The Local Government Association has criticised food manufacturers who use unrecyclable plastics to package their products when more environmentally friendly alternatives are available.
The association as listed five of the worst offending types of containers:
- Margarine and Ice Cream Tubs. This packaging contains the polymer Polypropylene, which is extremely difficult to recycle. An alternative to this could be making them out of plastic used for water bottles which can be easily recycled.
- Microwave meal and meat packaging. These materials can be re-sorted and recycled easily, but need to be sorted using an optical scanner beforehand. The optical scanner can sort this material from any other colour other than black, yet manufacturers intentionally choose to use black packaging for aesthetic reasons. Changing the colour of these trays could lead to a real increase in recycling.
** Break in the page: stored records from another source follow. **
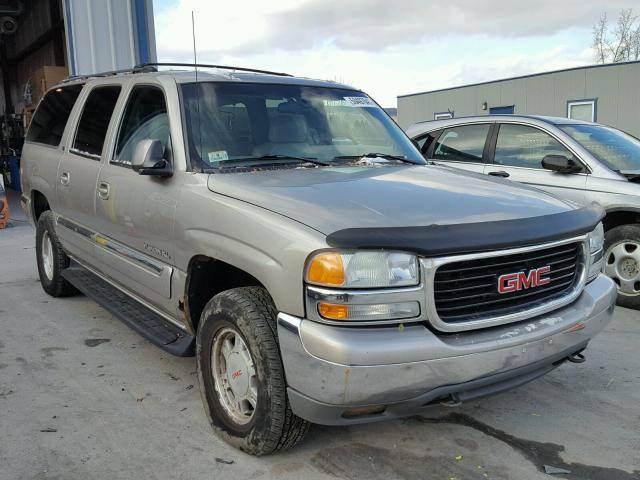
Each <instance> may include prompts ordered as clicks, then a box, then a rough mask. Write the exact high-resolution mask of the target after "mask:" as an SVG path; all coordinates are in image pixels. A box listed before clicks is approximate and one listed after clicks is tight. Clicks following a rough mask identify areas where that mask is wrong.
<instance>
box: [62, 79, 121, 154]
mask: <svg viewBox="0 0 640 480" xmlns="http://www.w3.org/2000/svg"><path fill="white" fill-rule="evenodd" d="M118 95H120V87H119V86H107V87H96V88H94V89H93V90H91V92H90V93H89V96H88V97H87V101H86V102H85V103H84V107H83V109H82V116H81V117H80V122H79V123H78V129H77V131H76V138H75V140H74V141H73V147H72V150H73V151H75V152H76V153H80V154H83V155H88V156H91V157H96V158H99V157H100V155H101V154H102V147H103V145H104V139H105V137H106V135H107V129H108V128H109V122H110V121H111V115H112V114H113V109H114V108H115V106H116V102H117V101H118Z"/></svg>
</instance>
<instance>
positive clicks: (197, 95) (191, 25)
mask: <svg viewBox="0 0 640 480" xmlns="http://www.w3.org/2000/svg"><path fill="white" fill-rule="evenodd" d="M191 35H192V36H193V66H194V68H195V70H196V111H197V113H198V146H199V148H198V154H199V155H200V161H201V162H202V161H203V159H202V128H201V127H200V125H201V123H200V122H201V119H200V84H199V83H198V53H197V49H196V21H195V16H194V14H193V10H191Z"/></svg>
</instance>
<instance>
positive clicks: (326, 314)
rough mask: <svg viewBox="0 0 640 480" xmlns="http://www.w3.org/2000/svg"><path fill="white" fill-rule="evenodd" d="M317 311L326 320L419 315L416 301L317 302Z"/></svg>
mask: <svg viewBox="0 0 640 480" xmlns="http://www.w3.org/2000/svg"><path fill="white" fill-rule="evenodd" d="M318 313H320V315H321V316H322V317H324V318H326V319H328V320H347V321H349V320H352V321H361V322H363V321H373V320H395V319H400V318H413V317H418V316H419V315H420V304H419V303H418V302H402V303H380V304H374V305H345V304H335V303H324V302H322V303H319V304H318Z"/></svg>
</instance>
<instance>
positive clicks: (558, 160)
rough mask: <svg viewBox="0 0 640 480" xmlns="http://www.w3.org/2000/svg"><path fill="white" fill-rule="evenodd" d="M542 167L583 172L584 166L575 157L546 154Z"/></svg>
mask: <svg viewBox="0 0 640 480" xmlns="http://www.w3.org/2000/svg"><path fill="white" fill-rule="evenodd" d="M542 167H543V168H545V169H546V170H552V171H554V172H558V173H578V172H582V166H580V165H579V164H578V163H577V162H576V161H575V160H574V159H573V158H567V157H565V156H564V155H546V156H545V157H544V158H543V159H542Z"/></svg>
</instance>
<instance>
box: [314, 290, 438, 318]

- Fruit and Vegetable punnets. Though simple in design, these punnets are complex in construction, with three polymers used in the construction of them. Councils are calling for a simpler design using recyclable materials.
- Yoghurt pots use a mixture of two polymers, Polypropylene and Polystyrene, which are difficult to recycle. Some companies now use yoghurt pots made out of polyethylene terephthalate – the same material that is used for plastic bottles, making them easily recyclable.
- Bakery goods trays. The lining which is used to house cakes and baked goods contains two difficult-to-recycle polymers, polyethelene terephthalate and polystyrene. More recyclable materials are available to store baked goods.
Cllr Judith Blake, LGA Environment spokesperson, said the Government should consider banning low-grade plastics, particularly those for single use, in order to increase recycling.
She said: “If manufacturers don’t want to get serious about producing material which can be recycled and protecting our environment, then they should at least contribute towards the cost that local taxpayers have to pay to clear it up.
“We need an industry-wide, collaborative approach where together we can reduce the amount of material having an impact on the environment. But if industry won’t help us get there, then the Government should step in to help councils ensure we can preserve our environment for generations to come.”